What would you have?
Lots of guitars - I've got loads already, I think the only thing I'd like which is nice is a bit of garden!
I can't see you as a gardener somehow...
As we were on our way back from holiday one time from Cornwall we went to see some
Now we go back a long way and it's strange to me to see people taking so long to catch up with your music - what's it like for you to have so much media coverage with this album?
Well it can't be anything but good, I accept that what I do is musically on the fringes of what's happening, it's not thrashy indie music and it isn't fall to the floor pedal to the metal garage or whatever, but I think people get it eventually.
Isn't that a Sheffield thing though?
Well I suppose, apart from Division Street on a Friday night, that's full pelt that, what's that all about? It's the northern thing that gets me though, when you're out on a Saturday night and it's the middle of winter, it's like three below and you've got somebody in a pair of pants [laughs].
Hawley loves the Sheffield people
I've never understood that. Alcohol reduces your body temperature so it's actually quite dangerous... you need to be careful kids!
So do you always work with Sheffield producers and people even if they're not in Sheffield anymore?
I had a producer who shall remain nameless that Mute Records sent up and he was a right tool, complete and utter tool and I was playing my lap steel guitar and he says, "sounds right good that laptop don't it? It's a bit jazzy." It was a nightmare, they wanted me to work with him and I refused point blank - over my dead body.
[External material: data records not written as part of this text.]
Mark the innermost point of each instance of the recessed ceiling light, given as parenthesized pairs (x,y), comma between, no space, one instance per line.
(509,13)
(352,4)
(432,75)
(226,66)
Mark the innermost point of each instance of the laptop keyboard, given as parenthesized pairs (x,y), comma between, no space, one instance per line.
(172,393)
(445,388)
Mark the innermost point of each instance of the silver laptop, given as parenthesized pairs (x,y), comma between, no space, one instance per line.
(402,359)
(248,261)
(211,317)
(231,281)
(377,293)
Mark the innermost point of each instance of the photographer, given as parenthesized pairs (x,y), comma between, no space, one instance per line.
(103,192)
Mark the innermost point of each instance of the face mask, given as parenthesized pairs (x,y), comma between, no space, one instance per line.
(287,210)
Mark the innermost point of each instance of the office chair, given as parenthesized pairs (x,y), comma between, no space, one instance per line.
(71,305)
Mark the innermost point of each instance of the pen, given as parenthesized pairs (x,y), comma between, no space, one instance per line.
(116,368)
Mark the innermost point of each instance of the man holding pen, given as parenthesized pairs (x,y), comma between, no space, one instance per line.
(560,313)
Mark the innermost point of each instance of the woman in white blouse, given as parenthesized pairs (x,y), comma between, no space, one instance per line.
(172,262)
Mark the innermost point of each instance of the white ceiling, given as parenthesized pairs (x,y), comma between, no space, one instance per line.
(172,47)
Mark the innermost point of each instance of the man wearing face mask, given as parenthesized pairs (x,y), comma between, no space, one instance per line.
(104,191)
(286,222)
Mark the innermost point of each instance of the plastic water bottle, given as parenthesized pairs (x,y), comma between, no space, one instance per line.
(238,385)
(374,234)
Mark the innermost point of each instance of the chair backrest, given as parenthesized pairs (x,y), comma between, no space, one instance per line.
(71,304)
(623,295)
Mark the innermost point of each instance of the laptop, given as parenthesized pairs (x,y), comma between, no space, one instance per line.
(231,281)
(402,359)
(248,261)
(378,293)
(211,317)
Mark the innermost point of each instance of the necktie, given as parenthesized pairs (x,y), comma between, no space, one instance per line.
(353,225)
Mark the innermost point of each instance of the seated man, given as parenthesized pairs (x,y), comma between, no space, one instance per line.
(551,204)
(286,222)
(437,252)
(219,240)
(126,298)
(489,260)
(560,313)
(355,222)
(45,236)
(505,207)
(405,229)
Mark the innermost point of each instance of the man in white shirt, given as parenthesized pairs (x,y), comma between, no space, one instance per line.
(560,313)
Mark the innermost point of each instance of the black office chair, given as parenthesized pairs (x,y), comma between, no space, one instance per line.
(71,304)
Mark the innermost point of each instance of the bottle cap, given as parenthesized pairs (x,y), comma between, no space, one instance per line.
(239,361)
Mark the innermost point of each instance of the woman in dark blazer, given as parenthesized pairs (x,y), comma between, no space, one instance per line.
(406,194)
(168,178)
I don't need to go to other cities, I produce my own records with Colin Elliot who's a brilliant musician, a great friend and fantastic string arranger as well, there's Andy Cook on drums who's a lovely fella, great drummer and John who plays keyboards who's the new fella.
As a solo artist it gets quite lonely sometimes, I do a lot of interviews on my own but I don't need anything else, Yellow Arch Studios is a fantastic place to record - but I've been recording since I was 17, so a long time ago, and Yellow Arch is like being in somebody's front room.
I don't like big studios, it's like being on the deck of the Starship Enterprise and it does my head in and I wasn't relaxed and I always am at Yellow Arch so why go anywhere else?